The Foolish Old Man Who Tried to Remove the Mountain
2001
Medium: mixed media installation/ silkworm
Location: Eslite Gallery, Taipei, Taiwan
Reading Landscape
2001
Medium: Mixed media installation
Location: North Carolina Museum of Art in Raleigh, North Carolina, USA
Xu Bing transforms the exhibition gallery in the North Carolina Art Museum with a three-dimensional landscape. Drawing inspiration from the scenic view outside the gallery windows, Xu Bing takes advantage of the pictographic quality of early Chinese script to 'spell out' the natural landscape. He covers the floor, ceilings, and windows in over one thousand acrylic characters representing landscape elements such as water, grass, trees, birds, etc. The audience is invited to freely wander through this verbal/visual landscape.

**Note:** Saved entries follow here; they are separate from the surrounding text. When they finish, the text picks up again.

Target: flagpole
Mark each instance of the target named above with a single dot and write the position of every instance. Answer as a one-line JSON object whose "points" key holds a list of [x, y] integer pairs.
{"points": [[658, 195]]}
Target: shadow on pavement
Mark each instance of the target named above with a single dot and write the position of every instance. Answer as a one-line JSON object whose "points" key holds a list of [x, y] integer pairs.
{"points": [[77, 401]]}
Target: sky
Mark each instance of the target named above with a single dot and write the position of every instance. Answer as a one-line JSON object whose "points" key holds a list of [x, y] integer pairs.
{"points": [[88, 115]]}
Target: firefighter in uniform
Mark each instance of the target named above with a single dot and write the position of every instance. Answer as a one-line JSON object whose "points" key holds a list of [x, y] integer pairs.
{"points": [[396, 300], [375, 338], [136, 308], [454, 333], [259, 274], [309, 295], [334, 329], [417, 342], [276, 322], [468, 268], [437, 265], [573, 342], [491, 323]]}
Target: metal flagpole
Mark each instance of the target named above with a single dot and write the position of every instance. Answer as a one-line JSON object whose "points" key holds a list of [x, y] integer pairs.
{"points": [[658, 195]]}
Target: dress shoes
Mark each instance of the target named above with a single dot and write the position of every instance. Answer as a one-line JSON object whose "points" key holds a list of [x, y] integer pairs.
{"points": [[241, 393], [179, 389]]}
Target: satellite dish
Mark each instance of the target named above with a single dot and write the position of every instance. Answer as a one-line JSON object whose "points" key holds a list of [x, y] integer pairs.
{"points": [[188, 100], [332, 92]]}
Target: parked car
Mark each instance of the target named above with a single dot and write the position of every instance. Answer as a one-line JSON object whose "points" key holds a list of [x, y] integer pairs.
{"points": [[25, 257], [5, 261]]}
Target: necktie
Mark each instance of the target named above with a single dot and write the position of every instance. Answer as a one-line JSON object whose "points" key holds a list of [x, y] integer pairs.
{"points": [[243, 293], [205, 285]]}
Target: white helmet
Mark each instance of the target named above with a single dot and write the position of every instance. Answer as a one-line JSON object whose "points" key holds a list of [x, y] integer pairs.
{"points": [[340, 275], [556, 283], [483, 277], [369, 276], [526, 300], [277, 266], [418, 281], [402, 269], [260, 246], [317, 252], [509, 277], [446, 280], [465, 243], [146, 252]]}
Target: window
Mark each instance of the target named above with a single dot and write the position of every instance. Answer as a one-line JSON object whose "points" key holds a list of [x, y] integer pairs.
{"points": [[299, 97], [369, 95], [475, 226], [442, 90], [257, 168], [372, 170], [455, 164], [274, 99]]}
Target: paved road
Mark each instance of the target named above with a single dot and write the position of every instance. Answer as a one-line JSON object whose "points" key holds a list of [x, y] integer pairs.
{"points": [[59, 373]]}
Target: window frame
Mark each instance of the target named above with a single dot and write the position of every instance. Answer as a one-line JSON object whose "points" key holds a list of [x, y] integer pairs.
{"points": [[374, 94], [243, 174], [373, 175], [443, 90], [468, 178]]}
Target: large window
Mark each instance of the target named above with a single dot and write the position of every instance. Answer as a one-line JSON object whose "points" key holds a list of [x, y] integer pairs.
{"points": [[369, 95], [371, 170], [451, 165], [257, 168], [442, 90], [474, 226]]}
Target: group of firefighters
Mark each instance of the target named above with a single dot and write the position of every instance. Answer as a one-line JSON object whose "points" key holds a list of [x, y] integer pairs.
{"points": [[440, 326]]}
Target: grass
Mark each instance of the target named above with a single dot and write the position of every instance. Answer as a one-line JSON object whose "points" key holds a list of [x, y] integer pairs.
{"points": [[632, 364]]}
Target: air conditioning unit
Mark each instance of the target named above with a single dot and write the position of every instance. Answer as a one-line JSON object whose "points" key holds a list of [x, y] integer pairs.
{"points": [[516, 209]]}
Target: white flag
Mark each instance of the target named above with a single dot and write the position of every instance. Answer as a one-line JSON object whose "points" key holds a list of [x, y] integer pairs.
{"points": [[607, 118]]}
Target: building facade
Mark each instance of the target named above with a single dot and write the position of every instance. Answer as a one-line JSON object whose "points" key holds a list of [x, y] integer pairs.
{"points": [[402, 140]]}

According to exhibition curator Huston Paschal, this work can be aptly described as a ''character garden” that provides “a witty interaction between East and West, nature and art, word and image.'' At the same time, it demonstrates the artist's increased interest in creating works that are empathetic to the audience and invite their active participation.
Monkeys Grasp for the Moon
2001, 2008
Materials: Lacquer on baltic birch wood (2001)
Lacquer on fiber (2008)
Location: Arthur M. Sackler Gallery, Smithsonian Institution, Washington D.C., USA (2001)
U.S. Embassy, Beijing, China (2008)
The idea for this installation originated from a Chinese idiom, "monkeys grasp for the moon," which alludes to an ancient folktale. The tale narrates the story of a group of monkeys who, perched on a branch of a tree, catch sight of the reflection of the moon in a pool of water below. In an attempt to touch what they perceive to be the real moon, the monkeys decide to link their arms and tails together. When at last they “touch” the moon, it vanishes as ripples disrupt its reflection in the water. This fanciful yet thought-provoking tale reminds us that what we strive to achieve may sometimes prove to be elusive illusions.
Xu Bing's own work, Monkeys Grasp for the Moon, presents a chain of monkeys formed wholly out of word shapes. Each link in the chain is the word for "monkey" in a different international language, including Hindi, Japanese, French, Spanish, Hebrew and English. These words are stylized to resemble monkeys themselves. Monkeys Grasp for the Moon extends through the heart of the Arthur M. Sackler Gallery's main staircase, suspended 90 feet from the skylight at the top of this atrium to a reflecting pool on the lowest floor of the gallery.